2018.7.15⇨2020.11.9更新
長調はアイオニアンというモードであり、このモードからV7という和音を作ることができたことから、「長調」という概念が確固として確立されました。
このV7⇒Iというのはアイオニアンの中でのセンターコードへの帰着でした。
短調での主たるモードであるエオリアンではV7が作れないため、短調という存在意義を長調と同じ位置に持ってくるために作成されたのが、V7⇒Imという仕組みです。
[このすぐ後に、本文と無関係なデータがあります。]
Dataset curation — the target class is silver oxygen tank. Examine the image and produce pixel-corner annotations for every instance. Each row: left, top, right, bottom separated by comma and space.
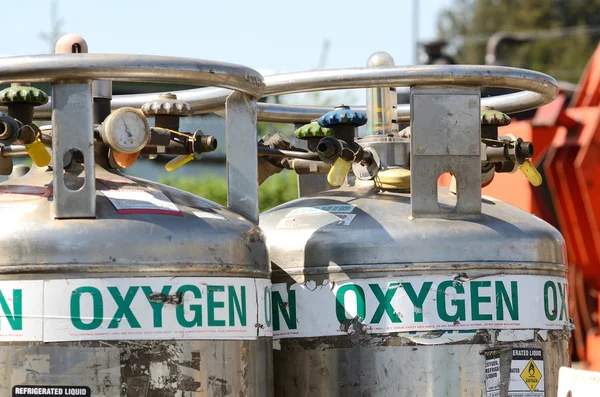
260, 56, 571, 397
0, 34, 273, 397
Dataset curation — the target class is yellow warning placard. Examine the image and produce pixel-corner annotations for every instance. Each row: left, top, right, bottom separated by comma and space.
521, 358, 542, 391
507, 346, 546, 397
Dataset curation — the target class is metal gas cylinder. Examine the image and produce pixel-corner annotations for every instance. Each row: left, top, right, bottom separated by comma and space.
0, 35, 273, 397
260, 60, 571, 397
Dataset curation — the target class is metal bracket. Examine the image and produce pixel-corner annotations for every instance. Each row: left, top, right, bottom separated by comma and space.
410, 87, 481, 218
52, 83, 96, 219
225, 92, 258, 223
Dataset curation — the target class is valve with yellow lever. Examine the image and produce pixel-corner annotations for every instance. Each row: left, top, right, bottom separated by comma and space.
317, 106, 372, 186
481, 108, 542, 186
0, 84, 52, 169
つまりこの時点で、V7というコードが独立行動していたことが分かります。
決して長調からV7を借用したのではなく、V7⇒Iという音楽的習慣によって確立された終止感、進行感を短調という流れの中で応用、活用していった、と考えてみてください。
よって機能和声が作り上げた調性システムは以下のように表現するのが現実的でしょう。
長調 = アイオニアンの調べ+V7
短調 = エオリアンの調べ+V7
つまりV7という存在はモードから独立させて考えることもできる、ということです。
たまたまアイオニアンというモード構成音からV7という存在を作ることができた、これがアイオニアンが優遇された点です。この考え方を発展させてみましょう。
CM7 Dm7 Em7 FM7 G7 CM7
という進行があるとき、G7はアイオニアンから作られた和音ではなく、調を確定する和音として独立的に挿入された和音である、と考えるのです。
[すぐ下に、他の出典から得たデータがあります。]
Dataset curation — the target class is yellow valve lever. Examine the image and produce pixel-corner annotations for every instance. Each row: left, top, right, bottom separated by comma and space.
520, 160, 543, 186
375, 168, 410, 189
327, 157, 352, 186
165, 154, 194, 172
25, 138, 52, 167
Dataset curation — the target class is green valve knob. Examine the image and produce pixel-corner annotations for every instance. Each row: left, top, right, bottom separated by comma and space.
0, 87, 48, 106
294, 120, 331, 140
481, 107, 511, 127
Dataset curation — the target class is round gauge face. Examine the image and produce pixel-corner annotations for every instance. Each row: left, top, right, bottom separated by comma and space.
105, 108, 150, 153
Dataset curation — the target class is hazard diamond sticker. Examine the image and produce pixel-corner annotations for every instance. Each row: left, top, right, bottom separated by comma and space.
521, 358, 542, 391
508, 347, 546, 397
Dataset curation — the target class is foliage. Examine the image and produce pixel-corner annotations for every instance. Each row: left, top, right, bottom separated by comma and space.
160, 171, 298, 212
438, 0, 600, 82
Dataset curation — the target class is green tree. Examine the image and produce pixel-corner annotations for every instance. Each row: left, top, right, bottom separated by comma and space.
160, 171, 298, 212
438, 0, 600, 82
- CM7 D7 Em7(b5) Fm7 G7 CM7
- Dm7 Em7 Dm7 A7 Dm7(b5) G7 CM7
- Gm7(♭5) F#M7 Fsus4 F7 F#dim7 G7 CM7
とすると旋調的な流れのG7の独立的存在が見えてくるでしょうか。
G7がきて、トニックコードが続けば、「とりあえず」調のようなものが確定されます。終止感も現れます。
CM7 E♭m7 F#7 Em7 C#7 F7 G7 CM7
こうした進行でさえもG7さえあれば、Cメジャーキーの感触を覚える方もおられるでしょう。
ジャズではV7でのスケール仕様の種類が豊富です。
このV7という存在の独立性に気がつくと、あとは「どこまで自分自身が許容するか」という選択の話になります。V7以外のパートも調の中で止まるか、V7以外のパートでどこまでも調を超えていくか、の選択です。